I would agree with @Avalon that 2 cables is better than one and if you’re running conduit anyway then 3 cables will fit in 20mm conduit and 5 will just squeeze into 25mm conduit (use soapy liquid as lubricant). Once you have RJ45 sockets upstairs you can always run cables along the skirting boards to other rooms.

Now is also the time to consider if you’ll ever want IP CCTV cameras and run all the cables at once, even if you just leave a (un)terminated CAT6 cable in a junction box at the future camera location.

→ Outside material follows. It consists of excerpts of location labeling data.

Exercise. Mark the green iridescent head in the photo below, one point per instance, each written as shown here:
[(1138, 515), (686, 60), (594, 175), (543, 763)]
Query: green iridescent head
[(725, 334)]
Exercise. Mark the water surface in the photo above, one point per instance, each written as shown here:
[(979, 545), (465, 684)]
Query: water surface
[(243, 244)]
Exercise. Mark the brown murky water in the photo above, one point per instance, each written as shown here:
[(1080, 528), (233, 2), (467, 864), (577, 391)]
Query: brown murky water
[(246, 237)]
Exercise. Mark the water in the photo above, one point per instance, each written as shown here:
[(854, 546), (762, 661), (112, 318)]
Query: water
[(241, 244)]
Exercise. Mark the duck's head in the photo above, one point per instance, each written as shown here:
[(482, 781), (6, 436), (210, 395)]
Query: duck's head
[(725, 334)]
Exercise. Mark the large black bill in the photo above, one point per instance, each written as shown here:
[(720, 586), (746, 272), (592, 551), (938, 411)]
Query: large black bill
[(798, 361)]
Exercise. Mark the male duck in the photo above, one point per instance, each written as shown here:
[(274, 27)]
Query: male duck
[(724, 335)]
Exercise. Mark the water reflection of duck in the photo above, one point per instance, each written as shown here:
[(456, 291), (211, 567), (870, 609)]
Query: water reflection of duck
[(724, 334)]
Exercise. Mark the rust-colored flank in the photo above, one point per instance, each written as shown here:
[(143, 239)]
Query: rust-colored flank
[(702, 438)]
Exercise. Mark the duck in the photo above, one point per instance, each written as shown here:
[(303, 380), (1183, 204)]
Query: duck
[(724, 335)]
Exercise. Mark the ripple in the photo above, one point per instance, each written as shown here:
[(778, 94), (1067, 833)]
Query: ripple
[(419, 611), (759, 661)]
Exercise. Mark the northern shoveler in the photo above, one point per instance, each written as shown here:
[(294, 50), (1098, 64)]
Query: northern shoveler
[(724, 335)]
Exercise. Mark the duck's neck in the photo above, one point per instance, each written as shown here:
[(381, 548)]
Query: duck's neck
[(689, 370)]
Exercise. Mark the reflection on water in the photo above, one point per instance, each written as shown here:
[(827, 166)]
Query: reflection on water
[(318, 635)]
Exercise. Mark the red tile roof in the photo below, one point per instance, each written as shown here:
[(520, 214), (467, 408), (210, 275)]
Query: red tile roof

The solution suggested by @mrbell1984 is optimal, and you should certainly consider going the whole hog and although you’ll probably not see a massive improvement in usability over your original plan, it is the right way to do the job. if I was quoting for the work, it would certainly be one of the things I’d quote as an ‘upgrade’.
 
Thanks for the assistance so far guys. The central cab would be ideal but I'm just not blessed with that kind of space. Running 2 cables upstairs sounds like good advice. Also seems that the advice is not to skimp on hardware. I was looking at the US-8-60w but the recommendations look to be 150w. Just for futureproofing?
 
The US-8-60W is fine until you want to power a cloud key and a couple of access points at which point it’s close to the limit of its power budget and you only get 4 of the 8 ports as PoE, the other 4 are not PoE. Plus on the US-8-150W you get two SFP ports that you can stick £10 RJ45 modules into and make it a 10 port switch.